Aleyna Çakır'ın ölümü ile ilgili bir televizyon kanalındaki programa canlı olarak katılan kişi, anne Gülay Uygun'un, yurtlarda kalan kız öğrencileri kötü yola düşürdüğünü iddia etmişti.
Annesinin cesedinin bulunduğu yere gelen Ümitcan Uygun ise annesi hakkında ortaya atılan iddialara sert tepki göstermişti. Ümitcan Uygun, "Ben her zaman sessiz kaldım. Fakat bu saatten sonra sessiz kalamam. Benim annem, sizin suçlamalarınız yüzünden kafasına sıktı. Ben hepsinden şikayetçiyim" demişti.
Ünlü sunucu sosyal medyadaki eleştirilerin ardından canlı yayında açıklama yaptı.
ATV'de yayınlanan programında konuşan Müge Anlı, şunları söyledi:
"Allah rahmet eylesin. Devletin kurumları önemli kurumlardır. Soruşturmayı ben onlara bırakma taraftarıyım. Devlet de soruşturmayı başlattı, müfettişleri görevlendirdi. Çok sayıda kız bizi aradı bununla ilgili.
Hatta 2 gün sonra da hanımefendinin ifadesi alınacakmış. Kızlar, 'Rahmetli hanım bize Whatsapp grubu kurdu. 'Benim hakkımda soru sorarlarsa iyi şeyler söyleyin' diye yazdı." dediler. Fakat konu onun üzerinde değilken dün şüpheli şekilde hayatını kaybetti. Allah rahmet eylesin.

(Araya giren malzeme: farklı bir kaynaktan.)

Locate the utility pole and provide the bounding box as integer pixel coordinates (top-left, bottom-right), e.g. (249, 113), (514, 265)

Hep böyle bir tehdit var. Bu olayın ardından da yine suçlu olan ben oldum. Ben bu suçlamaları kabul etmiyorum. Ben gazeteciyim. Hiç kimsenin tarafı değilim. Ne anneyi-babayı tanırım, ne Ümitcan'ı tanırım. Ne hanımefendinin adını ne fotoğrafını vermişim. Röportajları yayınlama durumum olmasına rağmen kurumları zedelemek adına yayınlamadım. Ben tarafsızım. Benim kalbime Rabbim ne verdiyse ben kalbimin doğrusunda gitmeye çalışıyorum. Allah gönlümü biliyor.
Bu yayına başladığımdan beri de hep aynı şeyi söylüyorum. Ne söylerseniz söyleyin, ne yaparsanız yapın ben bu yolumdan dönmeyeceğim. Kim ne kadar tehdit ederse etsin benim için önemli olan Aleyna'nın o gece intihar etmesi ya da öldürülmüş olması Adli Tıptan gelecek rapora bağlıdır. O ayrı bir konudur. Ama onlarca genç kızın şantaj ve tehditle, dayakla kötü yollara sürüklenmesi ve onların üzerinden para kazanılması doğru bir şey değildir ve bunların cezalandırılması gerekiyor. Ne söylerseniz söyleyin. Ben bunu söylemeye devam edeceğim. Başka Aleyna'lar ölsün istemiyorum.
Bu bir yıldırma politikası, biliyorum. Keşke hanımefendi hayatta olsaydı. O kadar üzüldüm ki... Keşke hanımefendi bizi arayıp 'Yüzleşebilirim o kızlarla' deseydi. Ben hanımefendiyi bilmem. Konuyu devlete bıraktım, gerekli soruşturma açıldı."